Photo: Mo Barnes -Rolling Out
Samuel Reid (Photo by Mo Barnes for Steed Media Service

The city of Atlanta now boasts a unique organization in the state of Georgia, a citizens review board. The Atlanta Citizen Review Board is the sole citizens review board in the entire state of Georgia and is acting as a layer of transparency between the public and Atlanta’s police and corrections officers. Rolling out spoke with the ACRB executive cirector Samuel Lee Reid about the organization and its mission.

What is the mission of the Atlanta Citizen Review Board?


The mission is to be that forum for citizens to bring their grievances against Atlanta police and corrections officers. The idea behind the creation of the ACRB was to have an independent investigative agency that citizens could come to, to file complaints and not have to worry about whether their complaint would be taken seriously. We strive to make sure they will get a full and fair investigation. Another part of our mission is to educate the public about policing, transparency, what happens with cases and what the outcomes of these cases are.

Atlanta and other cities across the nation have become acutely aware of abuse by police officers against communities of color; how does your office handle complaints of abuse? What powers does the ACRB actually have to effect change?


How we handle complaints of abuse is really comes down to the citizen contacting us and filing a complaint and then we conduct an n investigation. Where we receive statements from the citizen, officers and gathering of evidence. Once we have done that the investigator will do a report and the Board actually reviews the investigation. The Board makes a decision on a complaint and then it goes to the police chief, who actually makes the disciplinary decision. The ACRB has two parts to it, one is the city staff, made up of city of Atlanta employees and the other is the Citizens Board comprised of  11 residents of the city of Atlanta.  They were appointed by different entities to hear these cases and review these cases and provide input. Our real power comes from us being able to provide the transparency. We can subpoena and make recommendations but at the end of the day it is citizen involvement.   We want the police chief to be able to explain the reason behind his decision.

The real power is the ACRB being able to provide transparency for what happens to complaints made by citizens. We can’t force the police department to make a disciplinary decision; but what we can do is provide information to the public about the decisions that are made, so that the public, if everyone is working together, can put the pressure on the elected officials who have the power to make the police chief give an explanation of why he made a particular decision regarding discipline against his officers.
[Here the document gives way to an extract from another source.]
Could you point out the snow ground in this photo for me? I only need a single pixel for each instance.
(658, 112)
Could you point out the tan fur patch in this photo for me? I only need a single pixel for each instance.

We work in tandem with the people of Atlanta.One of the challenges that come with that is trying to help people understand that the agency alone can’t do it by itself it was created for citizens but it also has to have the citizens continuing involvement that puts pressure on elected officials to make things happen. Through the independent investigation we can do a thorough investigation but at the end of the day it goes to the police chief to make a decision. We can make recommendations but it’s up to the chief.

We propose that the police chief provide the reason behind why he made a particular decision as opposed to him just saying “This is the decision I made.” Let’s explain why, so we can communicate the process back to the public and we can determine why these decisions are being made.  For example did the chief make his decision based on the officer’s record or the chief’s disciplinary philosophy?

What do you hope to accomplish during your tenure as director?

That we as an agency that the citizens value the agency in such a way that if they have a concern they know they can come to the agency and file a complaint. We hope that  through our work in addressing citizens’ concerns we can change what’s happening on the streets [and] change people’s experiences with police officers so that we can start looking at things in a way that is not an either or situation. Effective crime fighting and protection of citizen’s rights. Citizens must become more involved in policy development. There has to be openness.